Abdomen | Nephrology | Renal (kidney) artery stenosis (Disease)


Renal artery stenosis (narrowing) is a decrease in the diameter of the renal arteries. The resulting restriction of blood flow to the kidneys may lead to impaired kidney function (renal failure) and high blood pressure(hypertension), referred to as renovascular hypertension, or RVHT (reno for kidney and vascular for blood vessel).

The kidneys play an important role in regulating blood pressure by secreting a hormone called renin. If the renal arteries are narrowed or blocked, the kidneys cannot work effectively to control blood pressure. Persistent or severe high blood pressure is a common symptom of renal artery stenosis.

Causes and Risk factors

Renovascular hypertension occurs when the artery to one of the kidneys is narrowed (unilateral, or one-sided, stenosis), while renal failure occurs when the arteries to both kidneys are narrowed (bilateral, or two-sided, stenosis).

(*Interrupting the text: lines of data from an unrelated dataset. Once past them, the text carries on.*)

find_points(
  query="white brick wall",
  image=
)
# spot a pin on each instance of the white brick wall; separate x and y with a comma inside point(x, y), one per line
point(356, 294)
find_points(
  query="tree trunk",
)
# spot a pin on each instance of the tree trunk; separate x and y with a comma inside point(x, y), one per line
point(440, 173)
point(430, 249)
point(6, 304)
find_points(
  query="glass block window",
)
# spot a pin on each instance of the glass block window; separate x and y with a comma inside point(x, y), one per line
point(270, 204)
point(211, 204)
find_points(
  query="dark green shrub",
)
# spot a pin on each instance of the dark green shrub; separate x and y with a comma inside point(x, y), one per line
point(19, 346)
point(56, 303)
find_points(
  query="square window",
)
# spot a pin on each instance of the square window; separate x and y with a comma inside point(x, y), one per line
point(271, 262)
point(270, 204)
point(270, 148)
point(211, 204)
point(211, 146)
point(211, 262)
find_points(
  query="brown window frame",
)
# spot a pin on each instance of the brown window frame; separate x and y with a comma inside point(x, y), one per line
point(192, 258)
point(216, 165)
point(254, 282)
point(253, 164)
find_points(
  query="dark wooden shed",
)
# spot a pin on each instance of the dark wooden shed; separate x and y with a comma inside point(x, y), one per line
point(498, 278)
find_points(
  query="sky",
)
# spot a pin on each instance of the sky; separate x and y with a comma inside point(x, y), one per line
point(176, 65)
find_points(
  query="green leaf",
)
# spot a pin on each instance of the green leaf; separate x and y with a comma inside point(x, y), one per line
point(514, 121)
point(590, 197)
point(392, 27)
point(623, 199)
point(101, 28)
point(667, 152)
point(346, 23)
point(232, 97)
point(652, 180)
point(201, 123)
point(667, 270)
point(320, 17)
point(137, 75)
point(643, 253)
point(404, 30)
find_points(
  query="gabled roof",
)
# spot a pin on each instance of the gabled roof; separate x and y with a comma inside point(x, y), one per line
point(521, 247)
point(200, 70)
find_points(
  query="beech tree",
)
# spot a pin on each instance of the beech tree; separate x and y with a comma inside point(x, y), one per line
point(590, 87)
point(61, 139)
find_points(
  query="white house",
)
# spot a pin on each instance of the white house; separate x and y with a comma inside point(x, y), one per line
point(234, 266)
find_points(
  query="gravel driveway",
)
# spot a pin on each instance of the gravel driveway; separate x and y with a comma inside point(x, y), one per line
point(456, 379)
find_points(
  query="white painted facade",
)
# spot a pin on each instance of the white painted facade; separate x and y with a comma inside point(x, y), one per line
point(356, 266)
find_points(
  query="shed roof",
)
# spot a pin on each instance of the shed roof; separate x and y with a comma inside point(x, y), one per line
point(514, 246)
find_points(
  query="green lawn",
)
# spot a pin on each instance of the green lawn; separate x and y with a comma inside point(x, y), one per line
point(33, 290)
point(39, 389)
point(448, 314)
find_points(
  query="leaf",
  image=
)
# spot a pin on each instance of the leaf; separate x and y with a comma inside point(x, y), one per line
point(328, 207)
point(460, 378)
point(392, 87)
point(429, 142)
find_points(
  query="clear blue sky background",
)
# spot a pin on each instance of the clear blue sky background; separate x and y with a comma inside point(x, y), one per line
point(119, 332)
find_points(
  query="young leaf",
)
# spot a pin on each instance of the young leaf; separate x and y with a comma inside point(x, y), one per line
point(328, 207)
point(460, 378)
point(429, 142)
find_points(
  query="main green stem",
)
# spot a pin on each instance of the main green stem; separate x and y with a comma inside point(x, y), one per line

The decreased blood flow to both kidneys increasingly impairs renal function. Less common causes of renal artery stenosis are fibromuscular dysplasia of the vessels (narrowing of the vessel due to internal thickening of the blood vessel wall), arteritis (inflammation of the blood vessel), or dissection(tearing and division of the blood vessel wall).

Diagnosis and Treatment

For some patients with significant narrowing of the renal arteries, particularly patients with narrowed areas in the renal arteries on both sides of the body, or those with severe symptoms, a procedure may be recommended to open up the blocked arteries to restore circulation. In some cases, opening the blocked arteries may improve kidney function and may improve control of high blood pressure. Not surprisingly, the techniques used to open blocked renal arteries are very similar to those used to treat blocked coronary arteries.